THanks Jarek Jarcec Cecho for your review and comments.
I initially had the database separately, but the hcatalog team thought it made more sense to have them together (as they process tables with that format). But adding a database column should not be difficult if we need to make it more compliant.
It is true that schema inference is a great feature. I thought of adding it in a follow on JIRA with some additional constructs such that we still give the user storage type independence if they so desire. For example if they want all their tables to be whatever they choose (and supported by HCatalog) as the default and pre-create tables if specific output file type is desired. I will create a SUB task and get it in this task itself.
The main issue with not supporting hive-drop-delims is that string columns with embedded delimiter chars and using delimited text format will have the fidelity issues that the current users have. I considered that but was not sure if it was worth the extra processing for all output types. I wanted to sqoop code to be agnostic of the storage format (so not worry about querying the metadata on the storage info), and users still have the option of using the current hive import to deal with that case if it is so desired which is well understood.

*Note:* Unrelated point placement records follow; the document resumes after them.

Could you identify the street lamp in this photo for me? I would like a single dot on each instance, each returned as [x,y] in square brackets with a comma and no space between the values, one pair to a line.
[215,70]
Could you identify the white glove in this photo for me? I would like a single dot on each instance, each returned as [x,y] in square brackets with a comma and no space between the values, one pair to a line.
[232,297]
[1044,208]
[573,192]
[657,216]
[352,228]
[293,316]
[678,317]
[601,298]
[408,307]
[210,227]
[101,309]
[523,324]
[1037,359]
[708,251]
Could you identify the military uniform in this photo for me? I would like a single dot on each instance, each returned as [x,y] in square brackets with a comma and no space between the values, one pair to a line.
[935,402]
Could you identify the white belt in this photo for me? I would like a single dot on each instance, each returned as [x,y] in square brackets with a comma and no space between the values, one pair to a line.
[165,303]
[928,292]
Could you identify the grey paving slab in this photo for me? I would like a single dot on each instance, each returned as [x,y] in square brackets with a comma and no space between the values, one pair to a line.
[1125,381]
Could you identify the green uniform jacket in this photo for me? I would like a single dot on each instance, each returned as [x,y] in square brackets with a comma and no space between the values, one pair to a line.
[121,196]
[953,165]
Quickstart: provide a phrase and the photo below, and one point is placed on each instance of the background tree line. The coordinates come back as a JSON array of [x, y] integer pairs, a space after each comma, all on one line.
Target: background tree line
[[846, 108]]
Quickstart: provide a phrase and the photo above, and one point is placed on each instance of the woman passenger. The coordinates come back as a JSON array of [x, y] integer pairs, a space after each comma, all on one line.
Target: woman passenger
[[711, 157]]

Direct option does not deal with sqoop record type, so we have to come up with a HCat implementation for each connection manager based on its input/output row formats after parsing it. For example, in the case of Netezza direct mode, Sqoop ORM scheme is not involved so we don't even generate the jar files. I think the existing Hive import mechanism can be used where applicable (not sure if it works with all connection managers, but since the output is text format, the existing hive import support should help with that). As you know, HCatalog uses hive metastore, so such tables are also available to HCatalog users.
Regarding running as part of the normal test suite, I totally understand. I also did not want it to be a manual test. If you look at the test utils, I use a mini cluster like MR job to do the loading into HCatalog and reading off HCatalog. HCatalog does not have a HCatalogMiniCluster (for unit testing). When I first tried to run everything in local mode (which is supported), then the hive tests failed (because we depend on lack of some classes to distinguish between hive external cli or in process invocation). That is why I had to exclude some of the Hive classes from the dependencies to make it run all unit tests. Let me see if there is a way to accommodate both use cases (by introducing additional test parameters to force external Hive CLI usage that uses the mock Hive utils that we have in the unit test framework) and still get HCatalog run as part of the unit tests.